Za zakupy wykonane głosowo można zapłacić na przykład za pomocą Google Pay
Polski oddział Google poinformował dziś, że wprowadził usługi pozwalające robić zakupy za pomocą głosowego Asystenta. Od jutra posiłek na portalu Pyszne.pl i bilety na przejazdy autobusowe FlixBus będziecie mogli zamówić "rozmawiając" z Asystentem Google i płacąc za pomocą Google Pay.
Miałem okazję uczestniczyć w testach tego rozwiązania, więc mogę Wam opisać, jak to wygląda w praktyce. Najpierw uruchamiacie Asystenta Google i zadajecie mu pytanie, na przykład "jakie są połączenia FlixBus 10 kwietnia z Warszawy do Krakowa?". Asystent zaproponuje kurs podając godzinę i miejsce odjazdu oraz cenę. Jeśli będziecie chcieli jechać o innej porze, będziecie musieli powiedzieć na przykład "chcę jechać około godziny 17".
Następnie będziecie musieli zadeklarować chęć zakupu biletu na dany przejazd, ewentualnie odpowiedzieć twierdząco na pytanie zadane w tej sprawie przez Asystenta.
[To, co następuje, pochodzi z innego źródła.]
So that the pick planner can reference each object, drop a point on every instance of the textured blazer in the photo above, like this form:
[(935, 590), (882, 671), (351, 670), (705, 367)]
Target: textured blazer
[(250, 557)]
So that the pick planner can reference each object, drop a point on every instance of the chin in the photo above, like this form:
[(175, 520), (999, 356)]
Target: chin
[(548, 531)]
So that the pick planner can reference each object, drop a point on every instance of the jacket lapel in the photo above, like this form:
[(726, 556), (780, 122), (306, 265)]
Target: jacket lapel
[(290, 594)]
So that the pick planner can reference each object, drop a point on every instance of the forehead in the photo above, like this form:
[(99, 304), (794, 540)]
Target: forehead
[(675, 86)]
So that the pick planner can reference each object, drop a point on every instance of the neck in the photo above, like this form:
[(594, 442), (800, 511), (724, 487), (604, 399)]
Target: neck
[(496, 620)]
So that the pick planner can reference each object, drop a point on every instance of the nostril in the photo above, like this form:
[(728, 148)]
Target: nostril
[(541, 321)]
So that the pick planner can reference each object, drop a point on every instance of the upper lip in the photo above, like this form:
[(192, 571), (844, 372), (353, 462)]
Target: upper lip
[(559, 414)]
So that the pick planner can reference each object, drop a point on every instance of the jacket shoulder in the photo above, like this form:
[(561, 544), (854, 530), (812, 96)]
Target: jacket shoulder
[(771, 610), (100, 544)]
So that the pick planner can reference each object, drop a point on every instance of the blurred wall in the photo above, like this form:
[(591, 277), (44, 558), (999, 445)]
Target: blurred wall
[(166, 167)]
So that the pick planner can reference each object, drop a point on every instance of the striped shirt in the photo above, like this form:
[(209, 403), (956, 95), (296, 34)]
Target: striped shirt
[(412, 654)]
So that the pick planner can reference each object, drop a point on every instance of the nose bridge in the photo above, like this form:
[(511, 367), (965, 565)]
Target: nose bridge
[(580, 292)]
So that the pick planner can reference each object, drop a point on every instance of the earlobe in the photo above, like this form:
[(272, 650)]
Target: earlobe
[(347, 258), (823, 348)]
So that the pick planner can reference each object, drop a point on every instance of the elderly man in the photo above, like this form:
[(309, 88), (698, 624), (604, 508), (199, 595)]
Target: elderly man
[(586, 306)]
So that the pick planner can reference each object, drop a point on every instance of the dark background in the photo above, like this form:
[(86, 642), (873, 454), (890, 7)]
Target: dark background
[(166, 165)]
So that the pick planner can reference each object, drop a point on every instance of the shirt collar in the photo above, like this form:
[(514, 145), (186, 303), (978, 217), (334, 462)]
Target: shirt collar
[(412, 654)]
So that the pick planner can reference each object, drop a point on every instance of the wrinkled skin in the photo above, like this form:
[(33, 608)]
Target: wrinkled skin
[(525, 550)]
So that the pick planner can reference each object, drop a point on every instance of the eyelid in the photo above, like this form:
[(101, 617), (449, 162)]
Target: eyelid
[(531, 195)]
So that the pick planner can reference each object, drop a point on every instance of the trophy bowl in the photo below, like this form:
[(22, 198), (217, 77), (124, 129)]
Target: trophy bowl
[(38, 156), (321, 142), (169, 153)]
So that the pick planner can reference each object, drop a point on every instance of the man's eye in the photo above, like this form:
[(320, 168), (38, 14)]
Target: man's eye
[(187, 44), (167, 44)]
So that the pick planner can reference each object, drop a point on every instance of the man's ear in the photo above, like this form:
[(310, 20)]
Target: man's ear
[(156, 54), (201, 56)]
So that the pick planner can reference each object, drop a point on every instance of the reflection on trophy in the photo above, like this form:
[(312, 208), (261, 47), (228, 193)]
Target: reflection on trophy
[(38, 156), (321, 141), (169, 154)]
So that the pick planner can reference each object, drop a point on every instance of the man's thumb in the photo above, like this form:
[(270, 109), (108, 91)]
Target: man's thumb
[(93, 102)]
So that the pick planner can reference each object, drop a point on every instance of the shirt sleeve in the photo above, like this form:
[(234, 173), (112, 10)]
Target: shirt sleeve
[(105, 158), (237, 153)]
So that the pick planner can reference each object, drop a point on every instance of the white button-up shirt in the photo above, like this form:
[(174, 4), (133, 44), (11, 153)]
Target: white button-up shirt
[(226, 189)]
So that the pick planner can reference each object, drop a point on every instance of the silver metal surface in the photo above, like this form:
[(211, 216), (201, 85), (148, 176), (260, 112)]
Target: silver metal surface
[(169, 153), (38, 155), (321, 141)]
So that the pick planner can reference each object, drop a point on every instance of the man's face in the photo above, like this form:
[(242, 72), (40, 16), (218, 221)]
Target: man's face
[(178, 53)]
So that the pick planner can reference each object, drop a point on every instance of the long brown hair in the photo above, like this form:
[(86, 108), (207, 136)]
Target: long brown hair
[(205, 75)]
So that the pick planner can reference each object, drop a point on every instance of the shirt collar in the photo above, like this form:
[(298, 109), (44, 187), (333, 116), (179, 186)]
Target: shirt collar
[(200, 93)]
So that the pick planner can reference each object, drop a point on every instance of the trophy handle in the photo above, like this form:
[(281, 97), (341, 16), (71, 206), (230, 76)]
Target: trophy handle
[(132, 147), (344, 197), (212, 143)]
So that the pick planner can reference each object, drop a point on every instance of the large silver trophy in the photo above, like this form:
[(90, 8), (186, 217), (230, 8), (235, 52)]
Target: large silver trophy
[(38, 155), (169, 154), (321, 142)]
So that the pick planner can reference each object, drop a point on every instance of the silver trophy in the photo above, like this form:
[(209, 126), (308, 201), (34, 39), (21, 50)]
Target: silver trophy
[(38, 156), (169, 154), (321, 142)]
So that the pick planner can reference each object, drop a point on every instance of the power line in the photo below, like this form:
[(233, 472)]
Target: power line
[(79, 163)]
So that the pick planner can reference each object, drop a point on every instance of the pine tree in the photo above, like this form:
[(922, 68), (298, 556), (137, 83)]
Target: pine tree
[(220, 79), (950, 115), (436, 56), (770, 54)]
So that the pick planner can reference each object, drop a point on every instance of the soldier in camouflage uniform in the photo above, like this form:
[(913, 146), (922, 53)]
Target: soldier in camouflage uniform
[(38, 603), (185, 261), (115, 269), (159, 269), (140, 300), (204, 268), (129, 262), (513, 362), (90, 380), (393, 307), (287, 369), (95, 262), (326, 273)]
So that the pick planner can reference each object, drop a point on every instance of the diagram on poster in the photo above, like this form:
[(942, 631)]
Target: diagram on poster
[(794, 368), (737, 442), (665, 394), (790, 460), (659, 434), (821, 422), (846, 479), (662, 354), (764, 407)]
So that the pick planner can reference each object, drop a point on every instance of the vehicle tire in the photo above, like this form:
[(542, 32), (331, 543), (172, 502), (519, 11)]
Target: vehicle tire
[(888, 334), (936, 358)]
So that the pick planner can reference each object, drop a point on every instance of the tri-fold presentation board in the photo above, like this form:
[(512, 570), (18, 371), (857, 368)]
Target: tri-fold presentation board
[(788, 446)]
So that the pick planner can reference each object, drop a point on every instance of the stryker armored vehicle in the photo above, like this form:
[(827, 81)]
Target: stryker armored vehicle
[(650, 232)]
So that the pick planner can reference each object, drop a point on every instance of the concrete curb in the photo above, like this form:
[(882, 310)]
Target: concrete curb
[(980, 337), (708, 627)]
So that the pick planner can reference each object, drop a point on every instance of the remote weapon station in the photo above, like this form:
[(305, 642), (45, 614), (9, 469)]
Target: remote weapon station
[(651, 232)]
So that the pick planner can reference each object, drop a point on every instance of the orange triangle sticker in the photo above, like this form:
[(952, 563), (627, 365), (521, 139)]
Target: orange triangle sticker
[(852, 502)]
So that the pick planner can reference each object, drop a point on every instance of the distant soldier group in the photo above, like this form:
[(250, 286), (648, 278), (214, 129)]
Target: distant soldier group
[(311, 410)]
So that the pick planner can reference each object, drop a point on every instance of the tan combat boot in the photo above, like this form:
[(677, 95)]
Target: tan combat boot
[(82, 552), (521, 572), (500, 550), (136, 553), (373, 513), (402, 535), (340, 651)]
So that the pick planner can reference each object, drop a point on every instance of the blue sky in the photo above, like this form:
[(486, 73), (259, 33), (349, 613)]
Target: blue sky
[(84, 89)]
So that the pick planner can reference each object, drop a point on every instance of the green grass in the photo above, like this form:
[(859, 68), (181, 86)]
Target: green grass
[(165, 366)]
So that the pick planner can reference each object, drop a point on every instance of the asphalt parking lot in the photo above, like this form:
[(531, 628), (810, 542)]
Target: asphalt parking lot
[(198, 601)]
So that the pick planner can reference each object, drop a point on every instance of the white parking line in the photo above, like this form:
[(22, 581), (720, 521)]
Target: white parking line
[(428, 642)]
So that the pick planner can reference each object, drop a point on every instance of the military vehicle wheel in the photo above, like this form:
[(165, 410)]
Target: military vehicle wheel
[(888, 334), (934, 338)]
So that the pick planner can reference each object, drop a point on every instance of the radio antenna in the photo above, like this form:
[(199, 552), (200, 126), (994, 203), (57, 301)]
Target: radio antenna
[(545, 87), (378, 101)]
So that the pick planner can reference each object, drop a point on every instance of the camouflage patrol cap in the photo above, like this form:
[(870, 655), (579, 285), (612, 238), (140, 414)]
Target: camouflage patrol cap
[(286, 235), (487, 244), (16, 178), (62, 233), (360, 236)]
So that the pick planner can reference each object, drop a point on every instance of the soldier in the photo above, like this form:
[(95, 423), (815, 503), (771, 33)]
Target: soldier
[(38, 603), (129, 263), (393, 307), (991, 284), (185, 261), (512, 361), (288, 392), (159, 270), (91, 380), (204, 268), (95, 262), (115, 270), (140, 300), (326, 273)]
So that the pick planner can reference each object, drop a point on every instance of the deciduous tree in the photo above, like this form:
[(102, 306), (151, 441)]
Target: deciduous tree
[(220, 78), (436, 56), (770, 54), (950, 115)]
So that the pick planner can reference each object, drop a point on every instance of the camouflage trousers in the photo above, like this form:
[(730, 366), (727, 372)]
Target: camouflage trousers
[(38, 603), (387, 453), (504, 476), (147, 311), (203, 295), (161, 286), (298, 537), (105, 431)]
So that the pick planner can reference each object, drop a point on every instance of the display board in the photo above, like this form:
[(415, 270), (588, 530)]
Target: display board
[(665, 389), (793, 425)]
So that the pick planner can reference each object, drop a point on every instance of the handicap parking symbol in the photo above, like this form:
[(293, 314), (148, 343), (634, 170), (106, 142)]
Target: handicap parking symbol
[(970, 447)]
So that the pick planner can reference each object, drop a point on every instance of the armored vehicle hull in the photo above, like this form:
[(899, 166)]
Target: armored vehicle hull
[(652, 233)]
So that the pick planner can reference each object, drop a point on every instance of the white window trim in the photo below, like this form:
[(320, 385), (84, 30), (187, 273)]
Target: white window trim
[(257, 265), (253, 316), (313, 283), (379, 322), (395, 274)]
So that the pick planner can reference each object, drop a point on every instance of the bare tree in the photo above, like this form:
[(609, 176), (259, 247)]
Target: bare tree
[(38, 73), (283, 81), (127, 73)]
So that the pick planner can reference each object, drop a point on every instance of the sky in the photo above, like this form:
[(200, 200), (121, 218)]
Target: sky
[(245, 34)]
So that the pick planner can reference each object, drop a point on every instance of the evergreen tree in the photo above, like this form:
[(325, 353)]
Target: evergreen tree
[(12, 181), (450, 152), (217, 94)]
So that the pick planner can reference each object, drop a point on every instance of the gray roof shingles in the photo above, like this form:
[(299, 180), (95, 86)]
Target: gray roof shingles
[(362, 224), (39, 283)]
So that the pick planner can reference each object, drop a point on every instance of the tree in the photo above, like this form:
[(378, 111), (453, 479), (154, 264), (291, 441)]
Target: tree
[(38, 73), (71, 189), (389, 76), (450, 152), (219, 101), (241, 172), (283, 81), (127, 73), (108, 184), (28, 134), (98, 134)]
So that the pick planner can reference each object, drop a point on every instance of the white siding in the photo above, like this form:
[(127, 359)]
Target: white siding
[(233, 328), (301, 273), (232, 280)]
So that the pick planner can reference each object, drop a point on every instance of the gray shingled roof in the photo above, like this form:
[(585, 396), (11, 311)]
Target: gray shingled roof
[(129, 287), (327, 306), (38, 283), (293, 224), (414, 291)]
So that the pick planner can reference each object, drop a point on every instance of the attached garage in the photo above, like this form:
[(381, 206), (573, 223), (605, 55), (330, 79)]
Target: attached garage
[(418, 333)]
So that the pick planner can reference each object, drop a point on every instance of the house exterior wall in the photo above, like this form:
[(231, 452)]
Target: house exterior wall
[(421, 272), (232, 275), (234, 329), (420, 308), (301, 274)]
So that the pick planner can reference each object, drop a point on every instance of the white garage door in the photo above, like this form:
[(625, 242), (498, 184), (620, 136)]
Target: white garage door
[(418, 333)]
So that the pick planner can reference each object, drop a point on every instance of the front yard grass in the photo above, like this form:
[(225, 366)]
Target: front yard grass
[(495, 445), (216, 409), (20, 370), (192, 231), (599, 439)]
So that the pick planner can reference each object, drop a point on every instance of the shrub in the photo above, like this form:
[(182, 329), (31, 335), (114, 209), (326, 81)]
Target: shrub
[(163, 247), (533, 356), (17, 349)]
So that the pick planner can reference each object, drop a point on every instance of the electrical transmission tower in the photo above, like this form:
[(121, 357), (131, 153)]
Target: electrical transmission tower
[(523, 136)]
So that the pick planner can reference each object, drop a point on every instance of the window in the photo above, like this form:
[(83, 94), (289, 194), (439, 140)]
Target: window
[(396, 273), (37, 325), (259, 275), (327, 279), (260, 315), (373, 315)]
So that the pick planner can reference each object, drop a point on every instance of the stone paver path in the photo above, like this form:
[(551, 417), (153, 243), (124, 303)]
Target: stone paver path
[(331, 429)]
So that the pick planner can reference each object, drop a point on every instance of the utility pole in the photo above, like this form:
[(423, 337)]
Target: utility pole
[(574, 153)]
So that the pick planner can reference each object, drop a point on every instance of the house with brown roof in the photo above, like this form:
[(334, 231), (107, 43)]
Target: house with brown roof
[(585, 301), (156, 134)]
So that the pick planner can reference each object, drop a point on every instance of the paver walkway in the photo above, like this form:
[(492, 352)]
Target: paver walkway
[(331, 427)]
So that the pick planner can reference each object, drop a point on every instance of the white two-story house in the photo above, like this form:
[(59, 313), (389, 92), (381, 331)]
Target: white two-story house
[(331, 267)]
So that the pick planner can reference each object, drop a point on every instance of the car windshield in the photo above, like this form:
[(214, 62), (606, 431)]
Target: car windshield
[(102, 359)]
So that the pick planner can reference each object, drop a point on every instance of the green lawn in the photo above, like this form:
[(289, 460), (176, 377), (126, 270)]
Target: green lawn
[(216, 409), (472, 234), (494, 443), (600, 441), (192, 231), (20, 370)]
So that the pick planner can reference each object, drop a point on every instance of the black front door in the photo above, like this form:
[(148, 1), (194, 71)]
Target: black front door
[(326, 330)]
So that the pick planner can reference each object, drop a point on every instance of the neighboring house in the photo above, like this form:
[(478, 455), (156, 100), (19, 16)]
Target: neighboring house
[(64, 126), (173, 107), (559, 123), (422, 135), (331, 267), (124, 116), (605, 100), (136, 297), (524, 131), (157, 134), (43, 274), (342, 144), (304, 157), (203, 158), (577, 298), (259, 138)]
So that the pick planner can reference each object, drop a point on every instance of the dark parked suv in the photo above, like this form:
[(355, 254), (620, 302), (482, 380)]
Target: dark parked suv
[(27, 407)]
Jeżeli zdecydujecie się na to, transakcja zostanie zakończona. W najprostszej opcji stanie się to za pośrednictwem Google Pay z rachunku powiązanej z usługą karty bankowej.
Eksperci amerykańskiej firmy podkreślają, że mozliwość płacenia Google Pay jest najwygodniejsza, ale nie jedyna. Asystent może też zaproponować inny sposób zapłaty na przykład za pomocą pay by linka albo gotówki.
Według badania Google 80 proc. osób używających Asystenta chciałoby go wykorzystywać do komunikacji z firmami. Google bezpłatnie udostępnił przedsiębiorstwom platformę o nazwie Actions on Google, na której mogą one we współpracy ze specjalistami zaprojektować odpowiednie ścieżki konwersacji i transakcji wykonywanych za pomocą Asystenta. Eksperci podkreślają, że zakupy głosowe mogą sprawdzić się w sytuacjach, w których użytkownik smartfona ma ograniczoną uwagę albo ruchy, na przykład podczas jazdy samochodem, rowerem, w trakcie biegania, gotowania czy opieki nad małymi dziećmi.
Głosowy Asystent Google w języku polskim został uruchomiony w połowie stycznia tego roku. Firma nie chce zdradzić, ile osób z niego korzysta, ale przedstawiciele Google deklarują, że "są zadowoleni" z liczby polskich użytkowników.